While there is a five year period permitted for the divestment of related party investments that are not permitted under the new rules, administrators may wish to take inventory of such investments as soon as possible so that they can develop the appropriate strategy with respect to divestment on a favourable basis at the appropriate time or restructuring if appropriate.
DC Plans and Disclosure
The amendments to the PBSR also contain certain amendments related to DC pension plans and disclosure on annual statements.

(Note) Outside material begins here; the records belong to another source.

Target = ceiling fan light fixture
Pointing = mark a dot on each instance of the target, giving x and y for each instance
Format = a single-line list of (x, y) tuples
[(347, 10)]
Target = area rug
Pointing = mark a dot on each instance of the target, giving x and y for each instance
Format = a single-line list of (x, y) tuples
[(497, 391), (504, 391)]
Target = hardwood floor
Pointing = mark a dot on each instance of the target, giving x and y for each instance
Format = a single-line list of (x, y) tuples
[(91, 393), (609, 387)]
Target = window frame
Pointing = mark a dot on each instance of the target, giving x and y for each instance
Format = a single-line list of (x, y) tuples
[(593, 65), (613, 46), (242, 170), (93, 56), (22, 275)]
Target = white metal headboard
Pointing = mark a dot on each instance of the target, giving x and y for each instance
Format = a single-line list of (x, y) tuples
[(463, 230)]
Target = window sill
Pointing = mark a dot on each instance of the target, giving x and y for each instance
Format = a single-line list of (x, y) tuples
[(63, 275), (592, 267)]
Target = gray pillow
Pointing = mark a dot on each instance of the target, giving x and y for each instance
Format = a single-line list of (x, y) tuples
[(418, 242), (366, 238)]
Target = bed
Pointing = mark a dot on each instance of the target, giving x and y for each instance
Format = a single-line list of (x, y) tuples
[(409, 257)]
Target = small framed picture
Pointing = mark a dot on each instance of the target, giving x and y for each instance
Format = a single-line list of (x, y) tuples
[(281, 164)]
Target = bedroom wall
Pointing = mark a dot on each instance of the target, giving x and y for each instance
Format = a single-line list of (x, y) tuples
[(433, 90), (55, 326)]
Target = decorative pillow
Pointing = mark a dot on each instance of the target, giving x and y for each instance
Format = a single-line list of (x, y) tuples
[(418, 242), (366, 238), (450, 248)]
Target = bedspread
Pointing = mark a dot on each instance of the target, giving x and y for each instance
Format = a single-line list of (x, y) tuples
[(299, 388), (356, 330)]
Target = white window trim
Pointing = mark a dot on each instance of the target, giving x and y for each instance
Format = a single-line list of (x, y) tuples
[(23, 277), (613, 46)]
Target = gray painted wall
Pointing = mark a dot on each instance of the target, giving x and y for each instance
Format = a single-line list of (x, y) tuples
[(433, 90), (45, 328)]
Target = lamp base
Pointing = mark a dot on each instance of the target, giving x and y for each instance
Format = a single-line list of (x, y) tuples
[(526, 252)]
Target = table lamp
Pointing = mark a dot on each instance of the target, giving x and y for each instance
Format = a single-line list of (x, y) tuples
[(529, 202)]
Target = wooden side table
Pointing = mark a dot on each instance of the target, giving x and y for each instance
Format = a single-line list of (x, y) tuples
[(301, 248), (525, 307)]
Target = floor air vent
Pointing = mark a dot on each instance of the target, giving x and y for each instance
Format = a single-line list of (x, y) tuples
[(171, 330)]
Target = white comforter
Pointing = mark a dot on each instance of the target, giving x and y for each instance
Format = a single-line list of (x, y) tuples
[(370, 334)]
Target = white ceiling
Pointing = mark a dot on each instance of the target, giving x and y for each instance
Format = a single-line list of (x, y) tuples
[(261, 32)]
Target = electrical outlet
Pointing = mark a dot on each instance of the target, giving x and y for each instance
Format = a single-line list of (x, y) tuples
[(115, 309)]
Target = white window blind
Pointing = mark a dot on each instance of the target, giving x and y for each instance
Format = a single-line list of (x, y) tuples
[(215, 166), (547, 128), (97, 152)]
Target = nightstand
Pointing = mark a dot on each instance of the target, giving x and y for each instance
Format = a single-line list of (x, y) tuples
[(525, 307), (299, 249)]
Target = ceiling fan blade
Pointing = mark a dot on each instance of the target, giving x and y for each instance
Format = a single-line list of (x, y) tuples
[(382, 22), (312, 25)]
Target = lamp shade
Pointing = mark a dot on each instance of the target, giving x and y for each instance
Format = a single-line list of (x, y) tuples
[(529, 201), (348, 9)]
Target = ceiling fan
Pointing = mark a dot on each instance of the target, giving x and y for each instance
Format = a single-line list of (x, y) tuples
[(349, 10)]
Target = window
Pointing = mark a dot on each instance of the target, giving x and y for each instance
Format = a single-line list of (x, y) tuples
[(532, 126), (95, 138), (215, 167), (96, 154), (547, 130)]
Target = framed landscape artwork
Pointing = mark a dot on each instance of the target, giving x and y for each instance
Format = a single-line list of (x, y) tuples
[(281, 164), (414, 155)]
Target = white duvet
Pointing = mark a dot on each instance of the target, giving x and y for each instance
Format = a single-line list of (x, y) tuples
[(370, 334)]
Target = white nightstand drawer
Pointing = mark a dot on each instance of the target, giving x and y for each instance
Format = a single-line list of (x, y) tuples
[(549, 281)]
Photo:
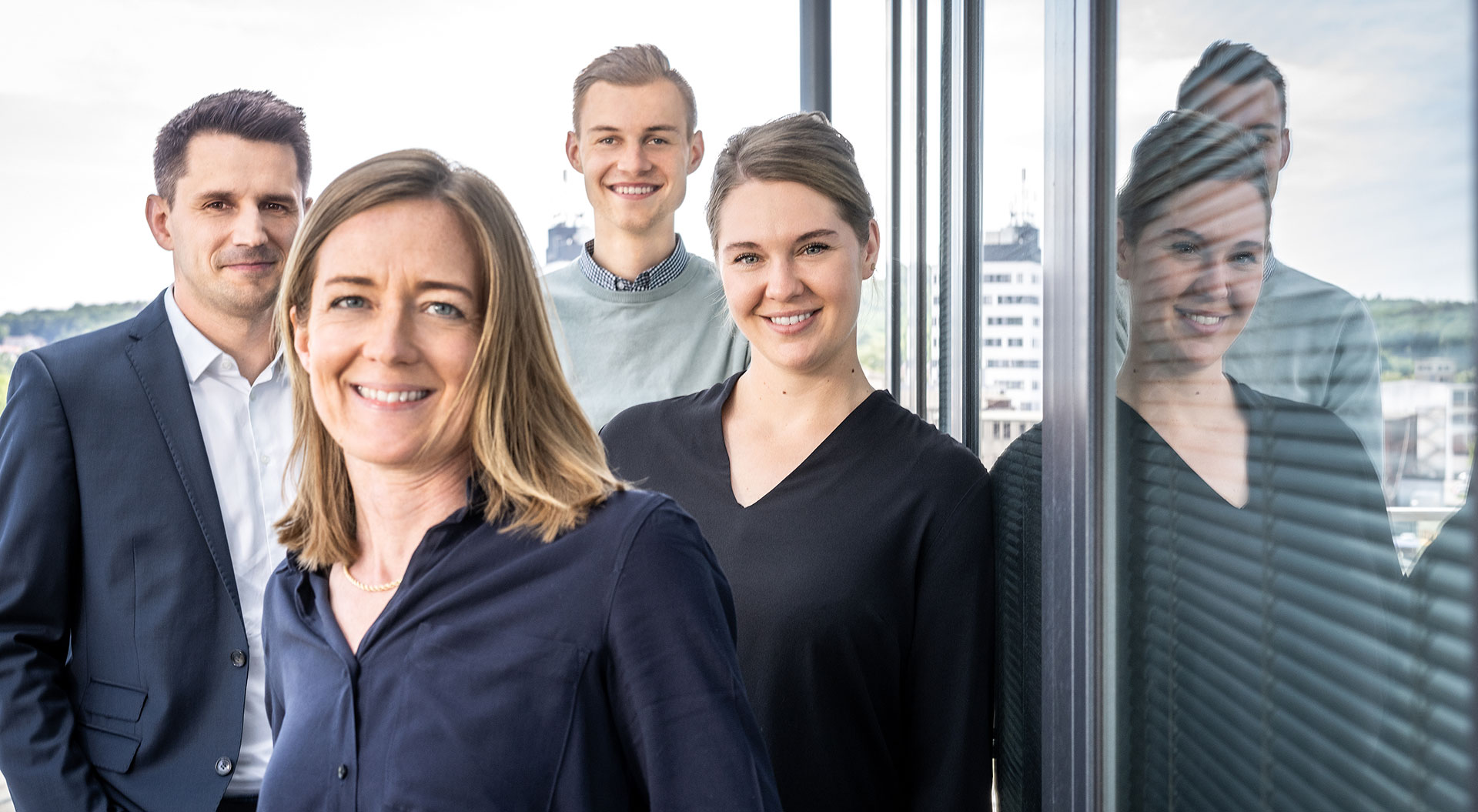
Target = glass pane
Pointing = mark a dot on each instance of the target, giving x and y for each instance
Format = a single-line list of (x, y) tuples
[(1012, 256), (1292, 622)]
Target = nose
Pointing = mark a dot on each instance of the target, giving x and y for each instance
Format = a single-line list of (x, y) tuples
[(634, 159), (390, 336), (782, 282), (249, 226)]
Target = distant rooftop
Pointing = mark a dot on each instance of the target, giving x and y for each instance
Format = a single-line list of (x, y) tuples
[(1018, 243)]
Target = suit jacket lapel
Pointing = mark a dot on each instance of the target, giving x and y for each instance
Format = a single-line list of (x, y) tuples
[(155, 359)]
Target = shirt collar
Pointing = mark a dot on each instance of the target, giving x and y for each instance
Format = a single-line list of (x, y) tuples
[(197, 351), (650, 279)]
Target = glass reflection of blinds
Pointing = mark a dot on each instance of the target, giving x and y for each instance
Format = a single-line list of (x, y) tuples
[(1017, 494), (1272, 657)]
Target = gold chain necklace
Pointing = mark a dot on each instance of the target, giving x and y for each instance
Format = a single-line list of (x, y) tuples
[(367, 587)]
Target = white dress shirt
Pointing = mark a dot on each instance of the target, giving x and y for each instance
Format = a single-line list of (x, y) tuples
[(247, 428)]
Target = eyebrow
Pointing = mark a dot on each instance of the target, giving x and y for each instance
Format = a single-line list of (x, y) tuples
[(1193, 234), (652, 129), (801, 239), (223, 194), (427, 284)]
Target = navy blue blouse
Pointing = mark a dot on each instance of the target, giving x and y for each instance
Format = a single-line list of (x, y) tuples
[(593, 672)]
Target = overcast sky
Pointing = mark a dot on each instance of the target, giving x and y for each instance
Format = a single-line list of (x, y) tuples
[(1376, 195)]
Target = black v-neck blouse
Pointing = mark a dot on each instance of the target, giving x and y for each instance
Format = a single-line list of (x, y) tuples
[(864, 595)]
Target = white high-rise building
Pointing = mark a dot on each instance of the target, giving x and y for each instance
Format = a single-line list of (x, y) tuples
[(1012, 336)]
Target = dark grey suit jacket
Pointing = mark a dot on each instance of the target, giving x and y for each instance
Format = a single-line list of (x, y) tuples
[(122, 670)]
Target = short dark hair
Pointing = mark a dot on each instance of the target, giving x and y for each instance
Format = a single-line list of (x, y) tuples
[(633, 67), (250, 114), (1185, 149), (1233, 64), (798, 149)]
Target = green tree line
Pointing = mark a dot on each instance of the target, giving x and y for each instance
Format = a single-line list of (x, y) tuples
[(54, 326), (1412, 329)]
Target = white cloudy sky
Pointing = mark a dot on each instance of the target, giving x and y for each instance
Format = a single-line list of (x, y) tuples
[(1376, 195)]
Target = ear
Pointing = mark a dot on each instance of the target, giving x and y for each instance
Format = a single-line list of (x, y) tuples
[(573, 151), (869, 252), (157, 212), (695, 147), (299, 336), (1122, 252)]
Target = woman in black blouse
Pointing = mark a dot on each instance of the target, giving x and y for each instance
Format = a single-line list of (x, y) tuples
[(475, 613), (856, 537), (1252, 534)]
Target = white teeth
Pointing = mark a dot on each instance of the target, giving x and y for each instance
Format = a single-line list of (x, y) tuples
[(398, 396), (787, 321)]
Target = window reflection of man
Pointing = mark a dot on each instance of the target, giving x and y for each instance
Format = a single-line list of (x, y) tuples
[(1307, 340)]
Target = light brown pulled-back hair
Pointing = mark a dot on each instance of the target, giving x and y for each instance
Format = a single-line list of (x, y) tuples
[(633, 67), (801, 149), (533, 450)]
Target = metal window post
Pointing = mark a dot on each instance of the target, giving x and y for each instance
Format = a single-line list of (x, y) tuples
[(816, 55)]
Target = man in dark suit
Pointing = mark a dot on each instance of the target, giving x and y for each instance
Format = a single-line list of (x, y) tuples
[(141, 471)]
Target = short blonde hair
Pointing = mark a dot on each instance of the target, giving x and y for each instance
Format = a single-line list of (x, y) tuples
[(633, 67), (534, 453)]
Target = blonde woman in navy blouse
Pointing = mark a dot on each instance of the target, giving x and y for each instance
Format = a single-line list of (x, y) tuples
[(475, 613), (856, 536)]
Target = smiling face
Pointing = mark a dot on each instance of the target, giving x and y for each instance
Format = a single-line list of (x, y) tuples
[(392, 330), (234, 215), (1195, 274), (793, 272), (634, 150)]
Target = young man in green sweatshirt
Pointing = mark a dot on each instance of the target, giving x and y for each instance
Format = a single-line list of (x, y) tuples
[(636, 317)]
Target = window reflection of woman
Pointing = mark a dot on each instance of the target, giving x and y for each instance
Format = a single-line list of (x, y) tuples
[(1252, 530), (475, 614), (856, 536)]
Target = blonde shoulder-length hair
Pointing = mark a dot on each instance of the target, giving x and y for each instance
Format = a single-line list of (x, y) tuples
[(533, 450)]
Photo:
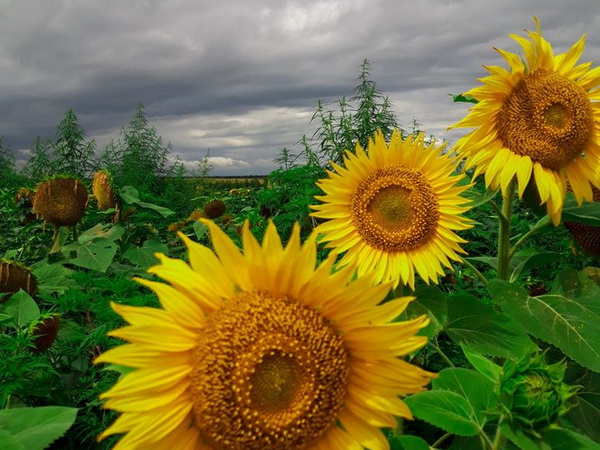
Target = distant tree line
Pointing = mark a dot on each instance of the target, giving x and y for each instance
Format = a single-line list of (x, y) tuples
[(139, 157)]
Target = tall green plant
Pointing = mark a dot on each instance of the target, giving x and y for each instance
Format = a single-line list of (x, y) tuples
[(139, 157), (353, 120), (72, 154), (40, 163)]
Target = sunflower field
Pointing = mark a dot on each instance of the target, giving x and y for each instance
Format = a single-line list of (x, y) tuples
[(381, 290)]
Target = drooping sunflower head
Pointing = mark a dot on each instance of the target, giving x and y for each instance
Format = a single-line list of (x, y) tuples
[(14, 276), (394, 210), (103, 191), (541, 117), (61, 201), (264, 351), (587, 236)]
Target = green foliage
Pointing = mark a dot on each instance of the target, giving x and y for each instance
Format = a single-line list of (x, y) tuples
[(72, 155), (353, 121), (34, 428), (139, 157), (568, 317)]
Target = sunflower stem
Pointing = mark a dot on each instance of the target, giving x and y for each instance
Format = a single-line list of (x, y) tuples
[(499, 440), (543, 223), (504, 232), (477, 273)]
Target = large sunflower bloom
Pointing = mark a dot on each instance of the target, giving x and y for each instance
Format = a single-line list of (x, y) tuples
[(262, 350), (394, 210), (539, 118)]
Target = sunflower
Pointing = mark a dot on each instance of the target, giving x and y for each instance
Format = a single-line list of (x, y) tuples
[(61, 201), (260, 349), (394, 209), (539, 118)]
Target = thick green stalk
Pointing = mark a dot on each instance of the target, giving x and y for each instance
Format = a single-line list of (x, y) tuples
[(504, 233)]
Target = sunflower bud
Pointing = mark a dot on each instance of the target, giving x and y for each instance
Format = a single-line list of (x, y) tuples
[(14, 277), (61, 201), (102, 190), (44, 333), (533, 394)]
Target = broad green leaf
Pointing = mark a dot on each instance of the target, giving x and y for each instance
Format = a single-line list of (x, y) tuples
[(489, 260), (562, 439), (521, 439), (569, 320), (99, 231), (473, 387), (593, 273), (144, 256), (407, 442), (165, 212), (444, 409), (37, 428), (130, 195), (22, 308), (479, 198), (53, 278), (9, 442), (430, 300), (482, 364), (481, 327), (529, 259), (94, 255)]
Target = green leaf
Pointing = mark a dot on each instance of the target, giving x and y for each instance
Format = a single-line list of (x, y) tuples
[(521, 439), (481, 327), (407, 442), (22, 308), (461, 98), (94, 255), (588, 212), (36, 428), (529, 259), (569, 320), (53, 278), (130, 195), (562, 439), (9, 442), (483, 365), (444, 409), (473, 387), (432, 302), (144, 256), (489, 260), (478, 198), (98, 231)]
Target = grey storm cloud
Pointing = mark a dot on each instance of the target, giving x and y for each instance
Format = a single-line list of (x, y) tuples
[(241, 78)]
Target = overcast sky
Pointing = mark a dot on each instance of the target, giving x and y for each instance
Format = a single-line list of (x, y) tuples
[(242, 77)]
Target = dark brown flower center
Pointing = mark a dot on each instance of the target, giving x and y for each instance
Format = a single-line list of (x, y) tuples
[(546, 117), (395, 209)]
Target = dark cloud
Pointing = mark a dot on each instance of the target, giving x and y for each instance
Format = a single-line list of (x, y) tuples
[(241, 77)]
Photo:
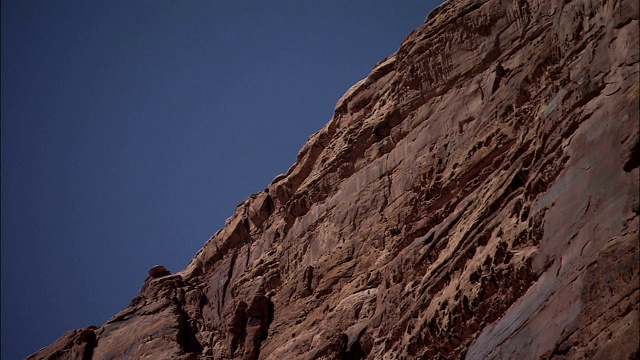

These amendments are scheduled to come into force on April 1, 2015, other than amendments related to additional disclosure on annual statements, disclosure to DC plan members regarding investments and statements for retired and former members, which come into force on July 1, 2016.
The highlights of the amendments include:
- Variable Benefits: DC plans will be permitted to provide variable benefits, which will allow pensioners to withdraw variable amounts from their pension fund each year.
- Investment Information: Plans that permit members to make pension plan investment decisions (i.e., DC plans where investment is member directed) will have to provide members with specified information annually, including: a detailed description of each investment option, a description of how the person’s funds are currently invested, and any timing requirements that apply to the making of an investment choice. Statements of Investment Policies & Procedures will no longer be required for DC plans where members make investment decisions, since the investment choices will now be subject to their own disclosure requirements.
- Annual Statement Requirements: Member annual statements will now be required to include the plan’s ten largest asset holdings and target asset allocation, and for defined benefit plans, the valuation date and the solvency ratio reported in the most recent actuarial report, the total value of solvency assets and liabilities on the valuation date, and the employer’s total payments made to the plan for the plan year. Plans will have to provide retirees and other former pension plan members with an annual statement (as they currently do for active members). The amendments also include specific requirements for annual statements for negotiated contribution plans and plans with variable benefits.
Administrators of federally regulated pension plans should review the disclosure to members in DC plans to ensure compliance with the amended regulations and to ensure that their annual statement practices meet the new requirements.